Por otro lado, y como ya hemos advertido, Ansel Adams es el visionario. Podríamos apuntar
Por Ansel Adams
como tema fundamental de su obra la inexorable brutalidad de la belleza, entendida ésta como naturaleza en estado puro, despojada de entes civilizados, sagrada.
En la inasible inmensidad de sus fotografías los elementos componen sonetos; el mar, los árboles, la tierra..., todo parece conjugar un canto a la vida. Ansel, víctima de una inspiración poética demoledora, hace de los espacios naturales auténticos paraísos terrenos.

Dorothea Langes es, como muchos defienden, el otro miembro que completa la tríada de maestros en fotografía norteamericana; capaz de retener con el objetivo misterios que encandilan a la imaginación. Soledad y desamparo son los dos grandes temas del trabajo preciso de Langes. 

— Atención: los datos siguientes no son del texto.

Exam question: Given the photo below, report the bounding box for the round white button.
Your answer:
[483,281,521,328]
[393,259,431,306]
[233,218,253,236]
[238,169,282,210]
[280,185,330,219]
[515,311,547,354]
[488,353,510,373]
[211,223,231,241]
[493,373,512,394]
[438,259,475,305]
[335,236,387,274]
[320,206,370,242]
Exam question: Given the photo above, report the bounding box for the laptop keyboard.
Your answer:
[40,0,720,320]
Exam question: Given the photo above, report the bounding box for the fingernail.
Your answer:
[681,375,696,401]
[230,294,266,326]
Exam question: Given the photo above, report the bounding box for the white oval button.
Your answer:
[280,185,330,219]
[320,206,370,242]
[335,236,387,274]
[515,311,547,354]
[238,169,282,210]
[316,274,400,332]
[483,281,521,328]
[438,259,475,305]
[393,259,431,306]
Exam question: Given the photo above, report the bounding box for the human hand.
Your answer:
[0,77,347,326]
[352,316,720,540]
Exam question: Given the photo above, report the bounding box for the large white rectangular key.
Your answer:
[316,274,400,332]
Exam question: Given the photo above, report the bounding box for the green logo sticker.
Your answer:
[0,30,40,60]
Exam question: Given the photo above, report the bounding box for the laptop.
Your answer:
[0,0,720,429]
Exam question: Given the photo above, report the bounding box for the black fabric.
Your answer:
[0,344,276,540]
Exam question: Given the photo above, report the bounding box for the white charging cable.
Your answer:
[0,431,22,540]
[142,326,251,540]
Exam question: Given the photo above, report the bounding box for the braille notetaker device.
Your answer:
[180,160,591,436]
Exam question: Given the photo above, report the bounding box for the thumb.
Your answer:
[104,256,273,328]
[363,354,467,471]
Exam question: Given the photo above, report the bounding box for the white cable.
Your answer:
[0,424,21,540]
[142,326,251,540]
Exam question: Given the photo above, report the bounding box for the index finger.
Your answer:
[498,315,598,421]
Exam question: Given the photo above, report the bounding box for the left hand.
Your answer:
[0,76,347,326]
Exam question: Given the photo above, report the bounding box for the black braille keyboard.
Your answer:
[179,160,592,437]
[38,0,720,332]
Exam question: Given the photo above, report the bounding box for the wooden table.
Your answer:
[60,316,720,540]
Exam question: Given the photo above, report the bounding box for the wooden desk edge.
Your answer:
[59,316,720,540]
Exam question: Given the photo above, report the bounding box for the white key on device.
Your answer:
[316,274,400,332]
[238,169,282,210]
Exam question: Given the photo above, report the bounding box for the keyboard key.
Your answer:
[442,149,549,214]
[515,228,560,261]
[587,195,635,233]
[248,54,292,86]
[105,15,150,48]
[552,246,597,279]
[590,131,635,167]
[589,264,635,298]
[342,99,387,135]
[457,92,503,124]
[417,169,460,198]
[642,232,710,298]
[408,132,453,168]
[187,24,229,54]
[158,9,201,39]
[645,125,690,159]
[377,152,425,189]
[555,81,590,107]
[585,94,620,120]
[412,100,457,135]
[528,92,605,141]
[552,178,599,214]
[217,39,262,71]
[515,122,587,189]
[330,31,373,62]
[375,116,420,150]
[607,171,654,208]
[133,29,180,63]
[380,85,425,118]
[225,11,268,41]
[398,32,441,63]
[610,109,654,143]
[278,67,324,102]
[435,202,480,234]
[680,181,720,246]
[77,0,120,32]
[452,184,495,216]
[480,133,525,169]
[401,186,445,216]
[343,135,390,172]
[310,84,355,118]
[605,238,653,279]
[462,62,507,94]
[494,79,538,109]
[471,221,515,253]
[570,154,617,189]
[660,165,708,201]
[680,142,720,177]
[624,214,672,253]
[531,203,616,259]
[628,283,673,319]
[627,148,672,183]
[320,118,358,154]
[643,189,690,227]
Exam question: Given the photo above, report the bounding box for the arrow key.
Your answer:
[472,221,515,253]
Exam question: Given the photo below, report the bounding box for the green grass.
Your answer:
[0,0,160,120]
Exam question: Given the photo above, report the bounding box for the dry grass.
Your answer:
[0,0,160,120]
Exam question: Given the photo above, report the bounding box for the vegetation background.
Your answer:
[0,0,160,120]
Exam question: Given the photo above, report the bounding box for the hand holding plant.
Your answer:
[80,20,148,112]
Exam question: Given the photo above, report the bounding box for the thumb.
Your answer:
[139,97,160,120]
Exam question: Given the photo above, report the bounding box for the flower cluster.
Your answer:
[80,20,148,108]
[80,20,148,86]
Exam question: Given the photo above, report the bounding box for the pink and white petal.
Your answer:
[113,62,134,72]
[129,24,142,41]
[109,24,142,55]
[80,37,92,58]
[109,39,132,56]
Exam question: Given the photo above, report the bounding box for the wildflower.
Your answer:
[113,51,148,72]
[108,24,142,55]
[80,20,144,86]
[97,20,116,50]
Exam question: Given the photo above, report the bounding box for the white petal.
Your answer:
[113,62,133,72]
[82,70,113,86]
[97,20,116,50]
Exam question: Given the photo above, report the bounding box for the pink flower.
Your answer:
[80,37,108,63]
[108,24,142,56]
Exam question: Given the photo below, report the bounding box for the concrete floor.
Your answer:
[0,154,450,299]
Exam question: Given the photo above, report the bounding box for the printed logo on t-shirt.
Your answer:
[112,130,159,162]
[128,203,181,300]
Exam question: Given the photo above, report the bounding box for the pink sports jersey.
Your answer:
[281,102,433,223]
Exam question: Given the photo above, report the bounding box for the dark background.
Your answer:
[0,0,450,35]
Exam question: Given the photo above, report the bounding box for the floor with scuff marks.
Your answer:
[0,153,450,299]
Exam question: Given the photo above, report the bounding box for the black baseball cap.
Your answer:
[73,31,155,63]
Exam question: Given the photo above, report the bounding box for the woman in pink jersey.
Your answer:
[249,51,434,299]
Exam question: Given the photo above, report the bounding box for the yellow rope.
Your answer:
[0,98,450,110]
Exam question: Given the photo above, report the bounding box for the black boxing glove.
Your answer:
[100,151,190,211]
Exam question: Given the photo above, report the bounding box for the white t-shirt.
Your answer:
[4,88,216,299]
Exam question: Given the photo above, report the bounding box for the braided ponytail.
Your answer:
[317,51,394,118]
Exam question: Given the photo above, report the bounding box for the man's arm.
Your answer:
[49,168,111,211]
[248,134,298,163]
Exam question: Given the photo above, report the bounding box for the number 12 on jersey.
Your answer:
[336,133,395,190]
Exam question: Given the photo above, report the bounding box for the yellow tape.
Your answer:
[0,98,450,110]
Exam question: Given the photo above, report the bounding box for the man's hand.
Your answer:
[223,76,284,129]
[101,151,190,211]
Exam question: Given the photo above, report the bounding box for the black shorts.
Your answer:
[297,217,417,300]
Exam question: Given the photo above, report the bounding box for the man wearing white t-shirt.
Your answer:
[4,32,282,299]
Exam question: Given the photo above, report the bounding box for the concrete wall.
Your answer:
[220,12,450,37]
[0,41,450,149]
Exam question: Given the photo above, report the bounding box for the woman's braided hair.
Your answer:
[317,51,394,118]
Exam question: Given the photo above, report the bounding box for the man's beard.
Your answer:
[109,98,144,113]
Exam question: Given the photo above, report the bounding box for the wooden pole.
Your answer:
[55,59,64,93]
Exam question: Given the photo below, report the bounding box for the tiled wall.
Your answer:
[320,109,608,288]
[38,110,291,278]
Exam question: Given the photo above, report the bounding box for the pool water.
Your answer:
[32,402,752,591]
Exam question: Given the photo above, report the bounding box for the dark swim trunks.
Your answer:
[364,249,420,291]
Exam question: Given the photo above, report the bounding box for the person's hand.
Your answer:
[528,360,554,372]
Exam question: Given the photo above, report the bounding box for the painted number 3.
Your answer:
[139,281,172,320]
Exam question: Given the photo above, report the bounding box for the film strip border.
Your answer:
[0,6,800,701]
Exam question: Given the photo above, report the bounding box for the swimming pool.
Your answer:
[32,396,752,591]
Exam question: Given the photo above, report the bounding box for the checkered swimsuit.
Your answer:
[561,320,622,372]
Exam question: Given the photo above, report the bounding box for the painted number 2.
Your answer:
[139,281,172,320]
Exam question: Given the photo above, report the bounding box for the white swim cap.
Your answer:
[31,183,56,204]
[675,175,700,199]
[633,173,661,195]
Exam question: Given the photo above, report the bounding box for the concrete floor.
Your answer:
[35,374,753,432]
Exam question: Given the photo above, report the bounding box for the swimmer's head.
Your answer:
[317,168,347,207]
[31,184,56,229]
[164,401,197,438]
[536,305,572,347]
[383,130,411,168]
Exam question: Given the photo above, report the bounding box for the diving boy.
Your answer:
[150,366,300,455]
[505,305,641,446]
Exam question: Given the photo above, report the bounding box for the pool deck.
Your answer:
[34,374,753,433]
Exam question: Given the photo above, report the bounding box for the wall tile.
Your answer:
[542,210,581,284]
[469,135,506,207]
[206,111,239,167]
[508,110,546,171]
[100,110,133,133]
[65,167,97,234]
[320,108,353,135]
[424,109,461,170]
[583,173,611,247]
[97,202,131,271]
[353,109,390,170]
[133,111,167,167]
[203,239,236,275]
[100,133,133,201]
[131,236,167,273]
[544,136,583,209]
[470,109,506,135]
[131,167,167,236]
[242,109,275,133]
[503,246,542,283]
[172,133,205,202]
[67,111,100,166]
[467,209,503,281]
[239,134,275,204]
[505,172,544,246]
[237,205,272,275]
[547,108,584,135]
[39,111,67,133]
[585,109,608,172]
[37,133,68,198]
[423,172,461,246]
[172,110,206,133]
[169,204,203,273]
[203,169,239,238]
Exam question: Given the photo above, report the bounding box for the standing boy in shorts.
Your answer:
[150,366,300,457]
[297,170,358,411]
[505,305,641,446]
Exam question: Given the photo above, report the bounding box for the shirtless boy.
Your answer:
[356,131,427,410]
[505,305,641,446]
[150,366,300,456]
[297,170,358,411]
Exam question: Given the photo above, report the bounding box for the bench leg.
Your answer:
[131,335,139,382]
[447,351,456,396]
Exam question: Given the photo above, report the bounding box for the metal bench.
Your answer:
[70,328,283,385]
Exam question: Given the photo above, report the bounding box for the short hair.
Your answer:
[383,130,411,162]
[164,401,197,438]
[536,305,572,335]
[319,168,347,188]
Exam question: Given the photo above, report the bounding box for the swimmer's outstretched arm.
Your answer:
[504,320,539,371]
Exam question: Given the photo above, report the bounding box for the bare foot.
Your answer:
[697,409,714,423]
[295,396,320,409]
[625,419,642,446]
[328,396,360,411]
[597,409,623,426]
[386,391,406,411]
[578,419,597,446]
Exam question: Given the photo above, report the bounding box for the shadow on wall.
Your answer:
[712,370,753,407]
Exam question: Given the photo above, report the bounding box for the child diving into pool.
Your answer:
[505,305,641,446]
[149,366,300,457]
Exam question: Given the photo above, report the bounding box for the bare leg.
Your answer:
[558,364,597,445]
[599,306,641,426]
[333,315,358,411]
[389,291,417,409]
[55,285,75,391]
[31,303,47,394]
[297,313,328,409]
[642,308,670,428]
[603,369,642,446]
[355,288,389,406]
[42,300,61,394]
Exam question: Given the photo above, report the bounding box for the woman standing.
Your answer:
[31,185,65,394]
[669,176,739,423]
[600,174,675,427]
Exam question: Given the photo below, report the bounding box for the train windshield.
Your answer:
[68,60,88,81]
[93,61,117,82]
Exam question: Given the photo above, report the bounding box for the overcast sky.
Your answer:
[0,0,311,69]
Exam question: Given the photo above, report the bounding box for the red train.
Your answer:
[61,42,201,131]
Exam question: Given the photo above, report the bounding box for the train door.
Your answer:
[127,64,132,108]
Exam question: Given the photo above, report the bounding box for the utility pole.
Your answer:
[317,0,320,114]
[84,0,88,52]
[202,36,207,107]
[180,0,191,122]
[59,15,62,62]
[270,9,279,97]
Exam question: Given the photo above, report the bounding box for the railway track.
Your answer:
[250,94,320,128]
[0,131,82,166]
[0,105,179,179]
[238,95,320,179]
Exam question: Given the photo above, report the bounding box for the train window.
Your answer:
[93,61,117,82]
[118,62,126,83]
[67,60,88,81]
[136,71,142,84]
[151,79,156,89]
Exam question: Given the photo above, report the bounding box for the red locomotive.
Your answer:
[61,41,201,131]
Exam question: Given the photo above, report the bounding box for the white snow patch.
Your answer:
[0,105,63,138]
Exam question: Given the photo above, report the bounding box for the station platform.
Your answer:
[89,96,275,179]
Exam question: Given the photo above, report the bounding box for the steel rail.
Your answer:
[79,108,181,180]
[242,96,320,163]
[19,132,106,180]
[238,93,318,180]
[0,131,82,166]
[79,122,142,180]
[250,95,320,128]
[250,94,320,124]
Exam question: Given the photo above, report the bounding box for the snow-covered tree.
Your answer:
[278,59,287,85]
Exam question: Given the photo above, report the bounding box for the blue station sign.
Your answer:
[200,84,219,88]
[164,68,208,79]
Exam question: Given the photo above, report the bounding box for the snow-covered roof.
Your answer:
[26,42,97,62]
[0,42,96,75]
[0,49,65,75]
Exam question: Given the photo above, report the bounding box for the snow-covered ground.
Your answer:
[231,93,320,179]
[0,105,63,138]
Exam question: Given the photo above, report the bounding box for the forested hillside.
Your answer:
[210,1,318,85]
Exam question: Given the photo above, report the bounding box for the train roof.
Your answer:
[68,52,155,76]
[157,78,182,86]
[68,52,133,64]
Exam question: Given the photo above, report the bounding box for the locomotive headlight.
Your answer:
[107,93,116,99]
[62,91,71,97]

Estos tres nombres (Evans, Adams y Langes) son monarcas indiscutidos de la grandeza de la fotografía estadounidense y universal. También nos hacen reflexionar acerca de la necesidad del cambio y la vanguardia, desde la influencia de los presupuestos artísticos de Walt Whithman a las transgresoras instantáneas de Diane Arbus en los sesenta o al surrealismo de Cecil Beaton e incluso al objetivismo social de August Sander; la tríada de autores trasciende su propio tiempo abriendo un diálogo fructífero con los artistas posteriores.